Né à Bouchehr, sur le Golfe persique, Habib Meftah porte dans sa musique et dans son cœur, les vents marins, les rythmes africains arrivés par les routes de l’esclavage, mêlés aux pulsations arabes et persanes. Le rythme comme respiration. Très tôt, il apprend la flûte puis les percussions. À seize ans, il participe au groupe Lian, formation emblématique de la musique du sud iranien. Puis vient le Shanbehzadeh Ensemble, où les traditions du Golfe persique — cornemuses locales, tambours, danses — se mêlent à l’énergie brute des cérémonies populaires. La scène s’ouvre ensuite au monde. La compagnie Montalvo,  les festivals européens. Théâtre de Chaillot. Tournées internationales. Et des rencontres. Avec le guitariste français Titi Robin. Avec la chanteuse d’origine iranienne, exilée aux Etats-unis, Azam Ali. Avec les frères du Trio Joubran, dont la musique porte elle aussi une terre blessée. Trois ouds palestiniens, des percussions persanes, qui résonnent pour la paix et la coexistence des peuples. On comprend vite que cette musique n’est jamais neutre. Les artistes font résonner leur rage de liberté .

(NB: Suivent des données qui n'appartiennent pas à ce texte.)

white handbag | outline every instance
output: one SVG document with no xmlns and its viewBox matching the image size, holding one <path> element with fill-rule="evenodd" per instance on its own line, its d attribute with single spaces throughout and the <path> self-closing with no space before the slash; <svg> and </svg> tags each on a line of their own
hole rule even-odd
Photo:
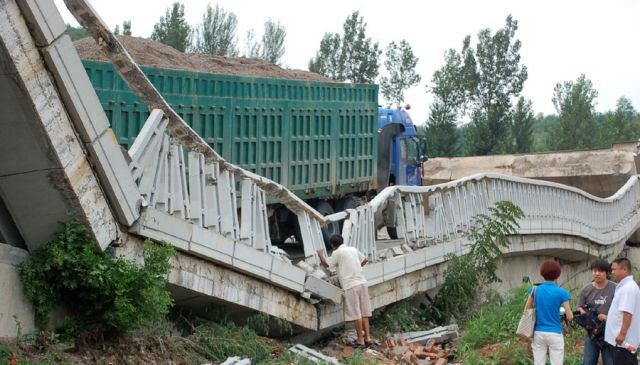
<svg viewBox="0 0 640 365">
<path fill-rule="evenodd" d="M 531 292 L 533 307 L 526 309 L 524 313 L 522 313 L 522 317 L 520 317 L 520 322 L 518 322 L 518 329 L 516 330 L 516 335 L 518 336 L 533 337 L 533 329 L 536 326 L 536 289 L 538 289 L 538 287 L 534 286 Z"/>
</svg>

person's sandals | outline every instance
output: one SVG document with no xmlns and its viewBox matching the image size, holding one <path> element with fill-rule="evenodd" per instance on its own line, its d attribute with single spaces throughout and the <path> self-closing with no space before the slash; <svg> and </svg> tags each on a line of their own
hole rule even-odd
<svg viewBox="0 0 640 365">
<path fill-rule="evenodd" d="M 378 343 L 376 342 L 376 340 L 364 341 L 364 346 L 366 348 L 377 346 L 377 345 L 378 345 Z"/>
<path fill-rule="evenodd" d="M 363 349 L 367 347 L 366 342 L 365 343 L 358 343 L 358 341 L 353 341 L 349 344 L 351 347 L 353 347 L 354 349 Z"/>
</svg>

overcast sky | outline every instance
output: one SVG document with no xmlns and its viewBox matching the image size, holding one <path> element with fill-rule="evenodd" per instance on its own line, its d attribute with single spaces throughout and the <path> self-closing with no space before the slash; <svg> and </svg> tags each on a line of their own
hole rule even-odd
<svg viewBox="0 0 640 365">
<path fill-rule="evenodd" d="M 153 25 L 174 0 L 90 0 L 113 29 L 131 20 L 134 36 L 149 37 Z M 206 0 L 183 1 L 187 20 L 201 21 Z M 210 2 L 215 5 L 215 2 Z M 66 22 L 77 24 L 56 0 Z M 536 113 L 554 113 L 551 98 L 557 82 L 575 80 L 584 73 L 599 96 L 596 110 L 615 108 L 620 96 L 640 110 L 640 1 L 378 1 L 378 0 L 220 0 L 221 7 L 238 17 L 238 45 L 247 30 L 262 34 L 267 18 L 287 29 L 284 63 L 307 69 L 326 32 L 341 32 L 354 10 L 367 23 L 367 35 L 384 48 L 406 39 L 419 58 L 422 82 L 406 94 L 416 123 L 423 123 L 431 103 L 426 84 L 442 66 L 449 48 L 459 50 L 470 34 L 475 43 L 480 29 L 499 29 L 508 14 L 518 20 L 522 63 L 529 69 L 523 95 Z M 381 67 L 381 72 L 384 72 Z M 382 96 L 380 97 L 382 102 Z"/>
</svg>

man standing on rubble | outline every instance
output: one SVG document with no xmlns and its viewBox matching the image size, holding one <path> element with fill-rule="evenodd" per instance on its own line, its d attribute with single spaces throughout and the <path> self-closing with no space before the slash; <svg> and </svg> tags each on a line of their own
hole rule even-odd
<svg viewBox="0 0 640 365">
<path fill-rule="evenodd" d="M 362 273 L 362 266 L 368 260 L 355 247 L 343 245 L 342 236 L 336 234 L 329 239 L 331 245 L 331 256 L 324 257 L 323 250 L 318 250 L 320 262 L 326 268 L 336 268 L 340 287 L 344 290 L 342 301 L 344 310 L 344 320 L 353 321 L 358 334 L 355 347 L 371 344 L 369 333 L 369 317 L 371 317 L 371 301 L 369 300 L 369 290 L 367 279 Z M 364 333 L 363 333 L 364 332 Z"/>
</svg>

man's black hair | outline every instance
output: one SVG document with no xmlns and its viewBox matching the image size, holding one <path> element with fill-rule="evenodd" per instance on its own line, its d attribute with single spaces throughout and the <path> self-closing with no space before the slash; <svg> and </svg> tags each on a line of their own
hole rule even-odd
<svg viewBox="0 0 640 365">
<path fill-rule="evenodd" d="M 331 236 L 329 238 L 329 243 L 331 244 L 331 246 L 333 247 L 338 247 L 340 246 L 342 243 L 344 243 L 344 240 L 342 239 L 342 236 L 339 234 L 334 234 L 333 236 Z"/>
<path fill-rule="evenodd" d="M 618 266 L 622 266 L 627 269 L 628 272 L 631 272 L 631 261 L 629 261 L 626 257 L 620 257 L 618 259 L 613 260 L 613 264 L 618 264 Z"/>
<path fill-rule="evenodd" d="M 597 259 L 591 263 L 591 270 L 604 271 L 606 273 L 611 272 L 611 265 L 607 262 L 607 260 Z"/>
</svg>

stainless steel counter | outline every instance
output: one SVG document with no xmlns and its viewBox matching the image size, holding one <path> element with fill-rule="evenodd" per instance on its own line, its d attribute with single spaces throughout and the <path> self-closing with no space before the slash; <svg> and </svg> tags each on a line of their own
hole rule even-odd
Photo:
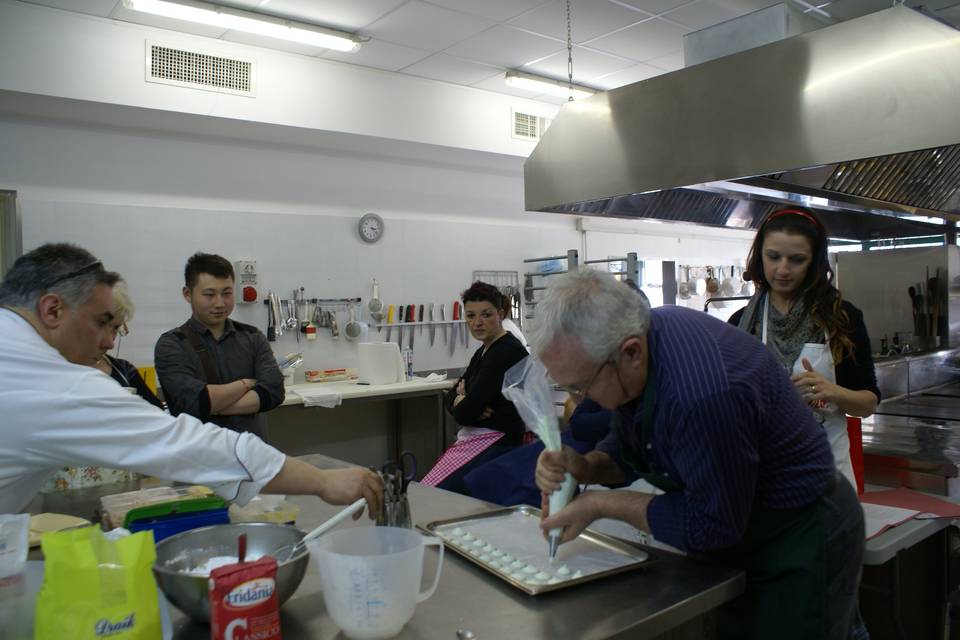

Sous la surface des rythmes, quelque chose gronde. Car pendant ce temps, en Iran, il y a des soulèvements successifs. 2009, 2019, puis 2022, avec l’assassinat de Mahsa Amini pour avoir mal porté son voile. Les manifestations. Le mouvement Femme, vie, liberté,. Les milliers de morts. Les femmes, les étudiants, les artistes arrêtés.  Sa musique libre en Europe, ses prises de position artistiques contre le régime, ont un prix. En Iran, la maison familiale devient cible , son père reçoit des menaces et deux cocktails Molotov sur son lieu de résidence. Puis le silence. Huit mois sans nouvelles.

En 2020, avec son album Shibaali, Habib Meftah compose une sorte de journal intime en musique : un mélange explosif de folk du sud iranien, d’électronique, de transe rituelle.. Shibaali signifie « sous le voile » — l’endroit où, enfant, sa mère cachait des surprises quand il rentrait de l’école. La mémoire devient rythme.

Début 2026, un nouvel album est sorti. Couleurs afro-blues et orientales. Trois continents qui dialoguent : le chanteur et guitariste burkinabé Hami Hamoo, le saxophoniste français Michaël Harvard, et les percussions persanes de Meftah. « C’était mon rêve, dit-il : une musique à l’image de Bouchehr, là où les rythmes africains et orientaux traversent les frontières. » La mer, les migrations, les tambours. Et la liberté qui cherche encore son tempo.

Le 1er avril, le Printemps du jazz persan, organisé par son ami et pianiste Arshid Azarine, réunira de nombreux artistes iraniens. Il sera question de musique comme guérison, entre jazz et musiques traditionnelles. D’espoir aussi. De mémoire — pour ceux tombés pour la liberté. Et de solidarité avec ceux qui vivent aujourd’hui sous les bombes. Ironie de l’histoire, la République Islamique a été proclamée …. un 1er avril 1979. Jazz is freedom.

Visuel : © HK

Le Printemps du jazz persan, 1er avril à la Seine Musicale, Paris.